What’s happening to portions of the beach in Kailua – a sunny coastal suburb of Honolulu where President Barack Obama spent his last two family vacations in the islands – is being repeated around the Hawaiian Islands.
Geologists say more than 70 percent of Kauai’s beaches are eroding, while Oahu has lost a quarter of its sandy shoreline. They warn the problem is only likely to get significantly worse in coming decades as global warming causes sea levels to rise more rapidly.
“It will probably have occurred to a scale that we will have only been able to save a few places and maintain beaches, and the rest are kind of a write-off,” said Dolan Eversole, a coastal geologist with the University of Hawaii.
The loss of so many beaches is an alarming prospect for Hawaii on many levels. Many tourists come to Hawaii precisely because they want to lounge on and walk along its soft sandy shoreline. These visitors spend some $11.4 billion each year, making tourism the state’s largest employer.
Disappearing sands would also wreak havoc on the environment as many animals and plants would lose important habitats.
Chip Fletcher, a University of Hawaii geology professor, says scientists in Hawaii haven’t yet observed an accelerated rate of sea level rise due to global warming.
Instead, the erosion the islands are experiencing now is caused by several factors, including a steady historical climb in sea levels that likely dates back to the 19th century.
Other causes include storms and human actions like the construction of seawalls, jetties, and the dredging of stream mouths. Each of these disrupts the natural flow of sand.
But a more rapid rise in sea levels, caused by global warming, is expected to contribute to erosion in Hawaii within decades. In 100 years, sea levels are likely to be at least 1 meter, or 3.3 feet, higher than they are now.
Fletcher says between 60 to 80 percent of the nation’s shoreline is chronically eroding. But the problem is felt particularly acutely in Hawaii because the economy and lifestyle are so dependent on healthy beaches.
The state is doing everything it can to keep the sand in Waikiki, for example, joining with hotels in the state’s tourist hub on a plan to spend between $2 million and $3 million pumping in sand from offshore.
Sam Lemmo, administrator of the state’s Office of Conservation and Coastal Lands, says the state would need a variety of adaptation strategies for different beaches.
It would likely have to abandon hope for beaches in posh Lanikai and suburban Ewa Beach on Oahu because they’re already lined with seawalls and are badly eroded.

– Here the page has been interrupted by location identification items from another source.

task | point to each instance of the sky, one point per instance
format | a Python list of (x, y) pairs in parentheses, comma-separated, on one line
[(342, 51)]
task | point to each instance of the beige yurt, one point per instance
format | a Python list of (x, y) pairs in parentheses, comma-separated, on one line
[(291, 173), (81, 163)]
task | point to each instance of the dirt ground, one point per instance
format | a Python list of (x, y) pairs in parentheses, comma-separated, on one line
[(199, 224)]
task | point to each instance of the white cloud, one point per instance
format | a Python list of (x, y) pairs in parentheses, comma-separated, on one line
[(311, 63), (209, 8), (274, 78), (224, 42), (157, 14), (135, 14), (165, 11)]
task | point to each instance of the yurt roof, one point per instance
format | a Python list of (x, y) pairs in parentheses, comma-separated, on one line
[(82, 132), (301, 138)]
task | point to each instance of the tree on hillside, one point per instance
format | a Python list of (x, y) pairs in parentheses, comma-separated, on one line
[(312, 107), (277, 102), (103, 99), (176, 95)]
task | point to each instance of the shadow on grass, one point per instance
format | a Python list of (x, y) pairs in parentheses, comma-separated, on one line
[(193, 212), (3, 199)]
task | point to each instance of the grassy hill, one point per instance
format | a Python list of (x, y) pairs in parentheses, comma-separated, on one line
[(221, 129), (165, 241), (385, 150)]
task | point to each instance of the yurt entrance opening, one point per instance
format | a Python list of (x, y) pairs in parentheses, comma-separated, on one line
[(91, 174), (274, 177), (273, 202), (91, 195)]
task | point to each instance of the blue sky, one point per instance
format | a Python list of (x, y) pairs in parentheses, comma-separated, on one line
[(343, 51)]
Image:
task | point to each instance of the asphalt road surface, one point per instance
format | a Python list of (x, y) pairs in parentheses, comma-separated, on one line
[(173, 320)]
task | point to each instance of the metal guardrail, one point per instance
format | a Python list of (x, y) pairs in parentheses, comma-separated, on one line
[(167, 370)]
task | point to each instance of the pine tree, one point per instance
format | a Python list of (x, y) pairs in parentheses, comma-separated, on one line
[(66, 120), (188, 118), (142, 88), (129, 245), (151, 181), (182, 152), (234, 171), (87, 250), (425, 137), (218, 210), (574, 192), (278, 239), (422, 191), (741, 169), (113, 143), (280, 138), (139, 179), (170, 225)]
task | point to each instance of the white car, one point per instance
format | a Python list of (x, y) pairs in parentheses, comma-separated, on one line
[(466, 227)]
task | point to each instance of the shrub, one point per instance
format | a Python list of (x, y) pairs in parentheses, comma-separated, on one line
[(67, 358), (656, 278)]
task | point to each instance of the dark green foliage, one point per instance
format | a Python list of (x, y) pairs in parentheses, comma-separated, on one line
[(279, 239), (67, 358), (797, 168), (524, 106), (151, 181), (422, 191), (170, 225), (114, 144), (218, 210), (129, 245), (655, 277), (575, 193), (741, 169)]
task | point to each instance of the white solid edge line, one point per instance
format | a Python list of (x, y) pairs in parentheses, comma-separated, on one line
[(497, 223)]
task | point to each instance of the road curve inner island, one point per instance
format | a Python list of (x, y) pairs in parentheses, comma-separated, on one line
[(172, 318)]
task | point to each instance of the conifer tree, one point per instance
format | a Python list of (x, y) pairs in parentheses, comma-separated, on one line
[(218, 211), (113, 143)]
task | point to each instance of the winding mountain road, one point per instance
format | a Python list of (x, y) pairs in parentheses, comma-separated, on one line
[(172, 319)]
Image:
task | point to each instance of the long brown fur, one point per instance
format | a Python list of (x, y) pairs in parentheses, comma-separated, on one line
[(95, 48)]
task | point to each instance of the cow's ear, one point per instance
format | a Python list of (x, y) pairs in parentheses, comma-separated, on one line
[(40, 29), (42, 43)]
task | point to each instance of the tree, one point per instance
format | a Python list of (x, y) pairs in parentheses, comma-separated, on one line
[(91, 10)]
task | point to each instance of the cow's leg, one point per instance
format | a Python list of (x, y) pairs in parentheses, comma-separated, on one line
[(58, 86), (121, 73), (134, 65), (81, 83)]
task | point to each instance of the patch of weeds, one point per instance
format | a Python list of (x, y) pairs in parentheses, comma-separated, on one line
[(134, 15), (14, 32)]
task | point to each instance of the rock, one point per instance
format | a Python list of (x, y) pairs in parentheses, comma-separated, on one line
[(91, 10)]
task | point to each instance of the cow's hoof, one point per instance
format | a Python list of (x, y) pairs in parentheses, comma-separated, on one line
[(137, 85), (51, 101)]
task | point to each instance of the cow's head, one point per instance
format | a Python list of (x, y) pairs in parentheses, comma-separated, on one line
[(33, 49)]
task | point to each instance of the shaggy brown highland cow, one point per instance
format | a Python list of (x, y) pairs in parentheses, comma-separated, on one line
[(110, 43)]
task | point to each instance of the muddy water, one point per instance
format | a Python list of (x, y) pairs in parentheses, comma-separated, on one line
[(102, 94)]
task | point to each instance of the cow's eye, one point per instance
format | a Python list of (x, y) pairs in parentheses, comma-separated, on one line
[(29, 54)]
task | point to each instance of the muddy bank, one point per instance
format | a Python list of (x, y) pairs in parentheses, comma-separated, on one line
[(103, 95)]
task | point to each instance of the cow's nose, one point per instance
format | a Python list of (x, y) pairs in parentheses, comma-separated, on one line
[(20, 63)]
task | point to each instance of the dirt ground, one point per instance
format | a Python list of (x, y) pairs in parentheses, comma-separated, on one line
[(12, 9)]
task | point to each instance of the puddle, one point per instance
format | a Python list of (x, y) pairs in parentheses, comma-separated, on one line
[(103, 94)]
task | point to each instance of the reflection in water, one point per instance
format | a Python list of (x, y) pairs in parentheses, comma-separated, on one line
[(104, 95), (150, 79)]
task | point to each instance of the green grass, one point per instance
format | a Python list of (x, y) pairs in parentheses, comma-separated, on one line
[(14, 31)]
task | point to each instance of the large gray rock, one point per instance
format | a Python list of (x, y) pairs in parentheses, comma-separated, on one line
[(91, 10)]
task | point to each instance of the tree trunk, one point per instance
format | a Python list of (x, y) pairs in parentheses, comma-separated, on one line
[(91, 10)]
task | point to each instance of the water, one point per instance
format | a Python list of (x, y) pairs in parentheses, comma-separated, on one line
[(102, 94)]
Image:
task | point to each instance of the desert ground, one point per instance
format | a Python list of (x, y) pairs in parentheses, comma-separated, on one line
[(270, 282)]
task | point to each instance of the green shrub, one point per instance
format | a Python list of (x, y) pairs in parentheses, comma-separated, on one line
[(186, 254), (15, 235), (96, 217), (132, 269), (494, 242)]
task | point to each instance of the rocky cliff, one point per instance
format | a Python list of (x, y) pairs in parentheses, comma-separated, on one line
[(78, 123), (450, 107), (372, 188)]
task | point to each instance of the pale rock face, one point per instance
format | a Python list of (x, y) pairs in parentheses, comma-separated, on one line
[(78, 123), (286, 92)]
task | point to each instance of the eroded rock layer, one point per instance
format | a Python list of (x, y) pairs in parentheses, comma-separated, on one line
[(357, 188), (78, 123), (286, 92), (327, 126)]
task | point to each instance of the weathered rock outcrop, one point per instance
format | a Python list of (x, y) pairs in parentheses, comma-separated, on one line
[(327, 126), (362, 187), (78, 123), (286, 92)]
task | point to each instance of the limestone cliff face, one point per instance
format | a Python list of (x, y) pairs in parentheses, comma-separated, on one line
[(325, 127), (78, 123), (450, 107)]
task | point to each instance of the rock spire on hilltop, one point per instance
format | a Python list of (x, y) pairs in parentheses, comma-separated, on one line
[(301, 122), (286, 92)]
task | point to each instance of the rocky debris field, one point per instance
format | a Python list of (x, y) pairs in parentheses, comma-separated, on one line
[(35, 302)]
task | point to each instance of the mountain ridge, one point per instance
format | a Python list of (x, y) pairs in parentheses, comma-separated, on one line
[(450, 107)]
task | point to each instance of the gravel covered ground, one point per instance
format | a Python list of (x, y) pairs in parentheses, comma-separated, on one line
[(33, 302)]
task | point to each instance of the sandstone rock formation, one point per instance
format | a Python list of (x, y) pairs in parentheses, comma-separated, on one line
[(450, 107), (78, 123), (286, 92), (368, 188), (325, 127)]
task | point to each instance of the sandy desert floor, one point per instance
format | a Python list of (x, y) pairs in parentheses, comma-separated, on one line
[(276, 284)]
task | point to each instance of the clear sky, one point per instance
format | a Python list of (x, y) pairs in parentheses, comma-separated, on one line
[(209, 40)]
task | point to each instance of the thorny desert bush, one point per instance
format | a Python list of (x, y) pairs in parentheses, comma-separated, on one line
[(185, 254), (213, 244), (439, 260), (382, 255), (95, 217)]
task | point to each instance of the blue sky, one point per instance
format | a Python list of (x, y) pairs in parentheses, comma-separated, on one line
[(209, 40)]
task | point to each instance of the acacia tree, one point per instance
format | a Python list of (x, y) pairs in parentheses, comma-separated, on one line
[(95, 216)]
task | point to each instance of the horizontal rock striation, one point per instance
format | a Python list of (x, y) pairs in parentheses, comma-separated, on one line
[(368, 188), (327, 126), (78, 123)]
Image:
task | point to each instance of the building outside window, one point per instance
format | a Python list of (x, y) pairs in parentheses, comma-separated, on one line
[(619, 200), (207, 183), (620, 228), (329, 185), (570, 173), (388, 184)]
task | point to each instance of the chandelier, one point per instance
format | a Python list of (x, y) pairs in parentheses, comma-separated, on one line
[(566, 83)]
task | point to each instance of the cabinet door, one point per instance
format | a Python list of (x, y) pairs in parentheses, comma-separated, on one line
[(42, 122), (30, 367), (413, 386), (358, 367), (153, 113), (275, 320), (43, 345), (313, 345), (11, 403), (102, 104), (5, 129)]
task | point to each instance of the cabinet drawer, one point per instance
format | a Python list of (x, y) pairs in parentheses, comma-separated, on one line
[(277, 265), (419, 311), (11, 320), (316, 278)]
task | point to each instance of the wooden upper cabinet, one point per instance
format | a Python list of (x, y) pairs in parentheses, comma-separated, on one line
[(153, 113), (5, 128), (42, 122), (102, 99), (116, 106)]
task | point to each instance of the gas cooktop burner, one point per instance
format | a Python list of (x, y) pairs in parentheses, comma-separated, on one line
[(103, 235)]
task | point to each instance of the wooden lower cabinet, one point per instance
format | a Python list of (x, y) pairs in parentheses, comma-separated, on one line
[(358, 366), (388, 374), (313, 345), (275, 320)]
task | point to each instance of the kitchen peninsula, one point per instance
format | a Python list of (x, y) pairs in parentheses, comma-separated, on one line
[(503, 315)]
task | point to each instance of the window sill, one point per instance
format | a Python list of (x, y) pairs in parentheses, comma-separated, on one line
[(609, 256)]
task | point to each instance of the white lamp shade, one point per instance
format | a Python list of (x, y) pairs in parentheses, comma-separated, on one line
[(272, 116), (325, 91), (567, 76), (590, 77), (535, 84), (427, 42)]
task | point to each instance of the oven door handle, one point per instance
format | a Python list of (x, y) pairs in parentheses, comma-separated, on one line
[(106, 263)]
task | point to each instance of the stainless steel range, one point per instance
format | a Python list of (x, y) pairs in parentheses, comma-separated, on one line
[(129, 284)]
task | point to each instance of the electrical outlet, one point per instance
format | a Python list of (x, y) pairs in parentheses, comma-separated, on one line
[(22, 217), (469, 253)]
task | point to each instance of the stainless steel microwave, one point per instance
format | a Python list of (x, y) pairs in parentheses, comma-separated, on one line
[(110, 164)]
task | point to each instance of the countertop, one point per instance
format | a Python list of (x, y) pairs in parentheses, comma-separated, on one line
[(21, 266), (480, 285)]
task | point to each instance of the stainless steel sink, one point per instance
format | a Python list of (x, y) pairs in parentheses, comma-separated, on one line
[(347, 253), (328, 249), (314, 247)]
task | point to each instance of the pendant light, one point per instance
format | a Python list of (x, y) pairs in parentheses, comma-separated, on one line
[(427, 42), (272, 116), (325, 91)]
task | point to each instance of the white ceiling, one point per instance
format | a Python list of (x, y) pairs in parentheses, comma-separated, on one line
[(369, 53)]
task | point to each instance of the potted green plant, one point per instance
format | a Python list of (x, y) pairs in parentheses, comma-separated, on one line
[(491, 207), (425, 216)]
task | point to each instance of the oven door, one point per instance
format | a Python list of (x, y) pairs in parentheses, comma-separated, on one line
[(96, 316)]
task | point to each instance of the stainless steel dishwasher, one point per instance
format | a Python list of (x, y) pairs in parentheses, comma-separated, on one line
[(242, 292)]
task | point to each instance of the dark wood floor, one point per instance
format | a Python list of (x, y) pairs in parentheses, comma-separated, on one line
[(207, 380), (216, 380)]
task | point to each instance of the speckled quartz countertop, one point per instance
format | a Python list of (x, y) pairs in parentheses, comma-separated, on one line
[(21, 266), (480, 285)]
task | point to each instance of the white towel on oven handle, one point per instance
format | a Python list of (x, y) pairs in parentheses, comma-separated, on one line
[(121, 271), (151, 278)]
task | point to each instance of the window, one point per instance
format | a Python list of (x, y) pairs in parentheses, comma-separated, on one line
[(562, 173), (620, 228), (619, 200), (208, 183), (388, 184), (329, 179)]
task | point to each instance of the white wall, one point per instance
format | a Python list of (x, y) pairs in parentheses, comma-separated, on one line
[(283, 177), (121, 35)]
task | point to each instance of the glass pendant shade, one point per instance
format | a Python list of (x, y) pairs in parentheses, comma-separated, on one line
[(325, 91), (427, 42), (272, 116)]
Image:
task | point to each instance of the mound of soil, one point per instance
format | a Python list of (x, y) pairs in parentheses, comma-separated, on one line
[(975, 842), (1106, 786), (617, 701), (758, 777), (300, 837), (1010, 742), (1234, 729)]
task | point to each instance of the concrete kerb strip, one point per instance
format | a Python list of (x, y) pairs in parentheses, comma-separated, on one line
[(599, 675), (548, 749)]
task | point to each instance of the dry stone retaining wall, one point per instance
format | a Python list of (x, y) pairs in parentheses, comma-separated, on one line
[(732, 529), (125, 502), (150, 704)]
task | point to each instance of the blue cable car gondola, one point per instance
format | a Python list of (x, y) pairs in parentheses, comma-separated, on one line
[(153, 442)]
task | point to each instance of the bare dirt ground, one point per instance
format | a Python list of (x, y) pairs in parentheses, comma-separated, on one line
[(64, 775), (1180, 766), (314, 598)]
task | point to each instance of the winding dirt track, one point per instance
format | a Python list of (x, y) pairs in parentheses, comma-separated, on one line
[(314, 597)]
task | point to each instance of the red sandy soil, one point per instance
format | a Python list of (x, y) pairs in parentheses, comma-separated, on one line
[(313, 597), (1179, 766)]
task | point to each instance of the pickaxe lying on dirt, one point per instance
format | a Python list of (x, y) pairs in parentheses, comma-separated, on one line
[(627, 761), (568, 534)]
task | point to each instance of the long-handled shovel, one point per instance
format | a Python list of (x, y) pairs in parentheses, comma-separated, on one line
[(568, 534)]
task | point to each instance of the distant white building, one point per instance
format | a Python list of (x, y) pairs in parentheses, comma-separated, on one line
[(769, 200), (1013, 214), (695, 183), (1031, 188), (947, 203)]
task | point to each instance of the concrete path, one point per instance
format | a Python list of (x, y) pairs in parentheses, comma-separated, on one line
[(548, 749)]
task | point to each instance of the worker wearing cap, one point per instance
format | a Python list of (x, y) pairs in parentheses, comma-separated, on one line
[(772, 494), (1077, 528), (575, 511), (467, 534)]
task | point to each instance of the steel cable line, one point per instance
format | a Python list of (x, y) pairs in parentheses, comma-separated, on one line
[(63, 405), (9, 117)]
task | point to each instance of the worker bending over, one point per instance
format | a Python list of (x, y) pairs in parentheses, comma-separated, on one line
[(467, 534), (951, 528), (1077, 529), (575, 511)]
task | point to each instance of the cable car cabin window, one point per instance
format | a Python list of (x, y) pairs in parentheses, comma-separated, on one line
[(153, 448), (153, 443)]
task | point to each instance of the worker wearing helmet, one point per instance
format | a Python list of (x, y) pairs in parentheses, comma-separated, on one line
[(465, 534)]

The same probably goes for shoreline next to highways or other critical public infrastructure, where seawalls already exist or may have to be built.
Seawalls protect individual properties from encroaching waters but they exacerbate erosion nearby by preventing waves from reaching the sand needed to replenish the beach.
For undeveloped shoreline, the state wants to make sure these areas stay pristine. This happened recently when a Florida-based developer announced plans to build luxury homes on sand dunes in Kahuku on Oahu’s North Shore.
“We just kind of went nuts, pulled out all the guns on that one, basically got them to back off,” Lemmo said.
The University of Hawaii’s Sea Grant program is working with a consultant to develop a beach management plan for Kailua that would address how to deal with a 1 meter rise in sea level. The state hopes this will be the first of many site-specific management plans for Hawaii’s beaches.